In diesem Zusammenhang benutzt man gelegentlich den Behemoth (hebräisch: Ungeheuer), ein Tier, das im Buch Hiob beschrieben wird. Angedeutet wird dabei, Hiob habe dieses Ungeheuer gesehen, bei genauem Lesen stellt sich aber heraus, dass in der biblischen Erzählung Hiob von Gott über dieses Lebewesen und auch den Leviathan als zwei seiner Schöpfungen informiert wird. Dort steht geschrieben, Behemoth habe einen Schwanz wie eine Zeder. Daraus konstruieren dann Wagemutige tatsächlich die Behauptung, Menschen hätten mit Dinosauriern gleichzeitig gelebt. Behemoth und Leviathan sind zwei Fabelwesen, die das Land bzw. das Wasser beherrschen und - so in den Fabeln prophetisch angekündigt - zur Endzeit gegeneinander kämpfen werden. Dazu gesellt sich in dieser Mythologie noch der Vogel Ziz. Dieser uralte Mythos findet sich in mehreren Kulturkreisen in Vorderasien. Wer solchen Gedanken eher Glauben schenkt als den wissenschaftlichen Erkenntnissen, lebt in einer erschreckend gefangenen Welt, oder er sucht krampfhaft nach Beweisen für die Richtigkeit seines Glaubens, wobei er nach jedem Strohhalm greift. Wie muss ein Mensch vereinnahmt worden sein, der die sichtbare und messbare Realität zugunsten von Glaubensvisionen preisgibt? Wer um Fakten streitet, schließt sich aus jeder ernsthaften Diskussion aus.

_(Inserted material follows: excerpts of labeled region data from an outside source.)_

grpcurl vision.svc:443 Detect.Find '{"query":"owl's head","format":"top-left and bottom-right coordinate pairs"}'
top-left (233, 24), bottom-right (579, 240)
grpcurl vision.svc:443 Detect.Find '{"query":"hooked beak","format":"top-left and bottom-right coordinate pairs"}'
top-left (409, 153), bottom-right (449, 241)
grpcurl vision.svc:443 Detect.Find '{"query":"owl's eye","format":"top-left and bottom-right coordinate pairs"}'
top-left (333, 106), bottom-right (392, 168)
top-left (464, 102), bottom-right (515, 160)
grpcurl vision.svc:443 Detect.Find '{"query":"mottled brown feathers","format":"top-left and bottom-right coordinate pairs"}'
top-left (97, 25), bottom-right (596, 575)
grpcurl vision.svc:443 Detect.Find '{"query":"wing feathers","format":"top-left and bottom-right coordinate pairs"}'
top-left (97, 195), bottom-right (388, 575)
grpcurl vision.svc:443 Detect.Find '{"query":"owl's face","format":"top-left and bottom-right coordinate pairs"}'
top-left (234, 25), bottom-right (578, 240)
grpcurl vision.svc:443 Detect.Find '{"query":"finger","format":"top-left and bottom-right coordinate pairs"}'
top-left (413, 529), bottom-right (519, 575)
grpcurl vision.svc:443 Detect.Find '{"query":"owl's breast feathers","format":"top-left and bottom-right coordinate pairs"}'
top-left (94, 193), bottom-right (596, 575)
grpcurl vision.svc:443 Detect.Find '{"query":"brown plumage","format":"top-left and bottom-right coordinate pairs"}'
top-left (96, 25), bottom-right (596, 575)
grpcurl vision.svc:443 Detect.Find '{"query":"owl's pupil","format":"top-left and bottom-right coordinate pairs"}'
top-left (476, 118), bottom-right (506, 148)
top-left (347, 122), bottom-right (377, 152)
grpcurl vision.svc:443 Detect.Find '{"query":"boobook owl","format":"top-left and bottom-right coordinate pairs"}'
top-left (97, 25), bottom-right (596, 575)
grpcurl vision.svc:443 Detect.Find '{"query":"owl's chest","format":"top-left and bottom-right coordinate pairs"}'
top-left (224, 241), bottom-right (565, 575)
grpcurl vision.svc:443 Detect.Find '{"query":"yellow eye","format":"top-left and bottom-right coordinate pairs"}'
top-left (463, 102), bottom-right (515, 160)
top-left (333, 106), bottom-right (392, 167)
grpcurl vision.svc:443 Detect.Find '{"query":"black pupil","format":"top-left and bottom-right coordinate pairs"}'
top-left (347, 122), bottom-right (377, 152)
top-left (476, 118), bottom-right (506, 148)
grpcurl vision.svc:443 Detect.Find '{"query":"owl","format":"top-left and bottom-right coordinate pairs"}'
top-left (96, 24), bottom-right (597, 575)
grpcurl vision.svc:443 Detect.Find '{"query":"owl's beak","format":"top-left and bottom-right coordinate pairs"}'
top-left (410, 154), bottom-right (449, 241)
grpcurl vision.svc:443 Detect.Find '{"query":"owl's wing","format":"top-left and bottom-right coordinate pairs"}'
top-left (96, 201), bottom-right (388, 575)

Interessant ist, dass es bei den jüdischen Glaubensgruppen den Begriff Kreationisten nicht gibt. Es handelt sich bei der Genesis schließlich um ein rein jüdisches Buch. Die ethnische Nähe zu den AT-Texten ist nirgendwo größer. Im Allgemeinen respektieren die jüdischen Glaubensgruppen und das Oberrabbinat die Ergebnisse der Naturwissenschaften, auch die der Evolution, und betrachten dennoch die Thora in Gänze als ihr Religionsstift. Das ist nur möglich, weil man die Texte symbolisch begreift, nicht wörtlich.
Wissen, die größte Errungenschaft
Die gesamte kulturelle Evolution der Menschheit vom Anbeginn bis heute beruht auf dem Wachstum des Wissens durch Erfahrung und später durch Erkenntnis von Zusammenhängen, aus denen beweisbare Fakten und Regeln gewonnen werden konnten.
Wer diese Fakten negiert, kann sich an einer ernsthaften Diskussion nicht beteiligen.
Und auch: Wer diese Fakten negiert, muss Gegenbeweise liefern, die eine Ablehnung dieser Fakten rechtfertigen, und er muss sich mit seiner Erkenntnis der Probe durch die wissenschaftliche Gegenseite stellen. Eine Meinung reicht nicht aus.
Wissen ist die größte Errungenschaft der Menschheit. Wissen unterscheidet letztlich den Menschen vom Tier.